Back near the start of the project, I published a post outlining the processes involved in generating the Archives Hub RDF dataset and serving up “Linked Data” descriptions from that dataset; it’s perhaps best summarised in the following diagram from that post:

In this post, I’ll say a little bit more about what is involved in the “Expose” operation up in the top right of the diagram.
Cool URIs for the Semantic Web
In an earlier post, I discussed the URI patterns we are using for the URIs of “things” described in our data (archival resources, concepts, people, places, and so on). One of the core requirements for exposing our RDF data as Linked Data is that, given one of these URIs, a user/consumer of that URI can use the HTTP protocol to “look up” that URI and obtain a description of the thing identified by that URI. So as providers of the data, our challenge is to enable our HTTP server to respond to such requests and provide such descriptions.
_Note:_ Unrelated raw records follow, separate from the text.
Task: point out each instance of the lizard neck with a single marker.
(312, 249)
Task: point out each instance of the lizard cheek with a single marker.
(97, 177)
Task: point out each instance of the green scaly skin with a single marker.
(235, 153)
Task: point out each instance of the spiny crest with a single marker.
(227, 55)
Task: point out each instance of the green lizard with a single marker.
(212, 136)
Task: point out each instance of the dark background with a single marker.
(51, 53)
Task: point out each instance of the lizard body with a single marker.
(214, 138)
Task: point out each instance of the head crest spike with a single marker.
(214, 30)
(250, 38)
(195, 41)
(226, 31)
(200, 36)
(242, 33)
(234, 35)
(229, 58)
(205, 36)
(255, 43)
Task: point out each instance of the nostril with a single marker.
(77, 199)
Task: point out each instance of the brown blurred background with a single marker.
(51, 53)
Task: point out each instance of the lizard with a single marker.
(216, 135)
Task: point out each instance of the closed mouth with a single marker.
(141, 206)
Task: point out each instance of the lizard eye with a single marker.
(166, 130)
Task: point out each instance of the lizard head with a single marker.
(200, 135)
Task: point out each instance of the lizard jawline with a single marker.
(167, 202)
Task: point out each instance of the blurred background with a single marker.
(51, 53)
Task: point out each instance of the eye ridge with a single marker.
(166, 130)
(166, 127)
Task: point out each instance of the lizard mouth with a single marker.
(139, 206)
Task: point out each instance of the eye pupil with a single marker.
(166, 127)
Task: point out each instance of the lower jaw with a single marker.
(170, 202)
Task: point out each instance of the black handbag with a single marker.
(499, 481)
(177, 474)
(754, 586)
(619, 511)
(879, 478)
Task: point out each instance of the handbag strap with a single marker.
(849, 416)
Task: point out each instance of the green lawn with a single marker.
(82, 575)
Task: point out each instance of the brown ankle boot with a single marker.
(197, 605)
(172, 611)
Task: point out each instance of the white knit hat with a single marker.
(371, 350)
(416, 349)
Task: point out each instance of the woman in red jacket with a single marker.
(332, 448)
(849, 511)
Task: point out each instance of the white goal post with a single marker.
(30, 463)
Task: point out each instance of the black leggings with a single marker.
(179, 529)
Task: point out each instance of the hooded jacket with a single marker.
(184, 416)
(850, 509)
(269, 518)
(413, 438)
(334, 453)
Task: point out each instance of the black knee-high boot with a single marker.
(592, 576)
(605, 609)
The W3C Note Cool URIs for the Semantic Web lists a number of possible “recipes” for achieving this while also paying attention to the principle of avoiding URI ambiguity i.e. of avoiding using a single URI to refer to more than one resource – and in particularly to maintaining a distinction between the URI of a “thing” and the URIs of documents describing that thing.
Document URI Patterns
Within the JISCExpo programme which funds LOCAH, projects generating Linked Data were encouraged to make use of the guidelines provided by the UK Cabinet Office in Designing URI Sets for the UK Public Sector.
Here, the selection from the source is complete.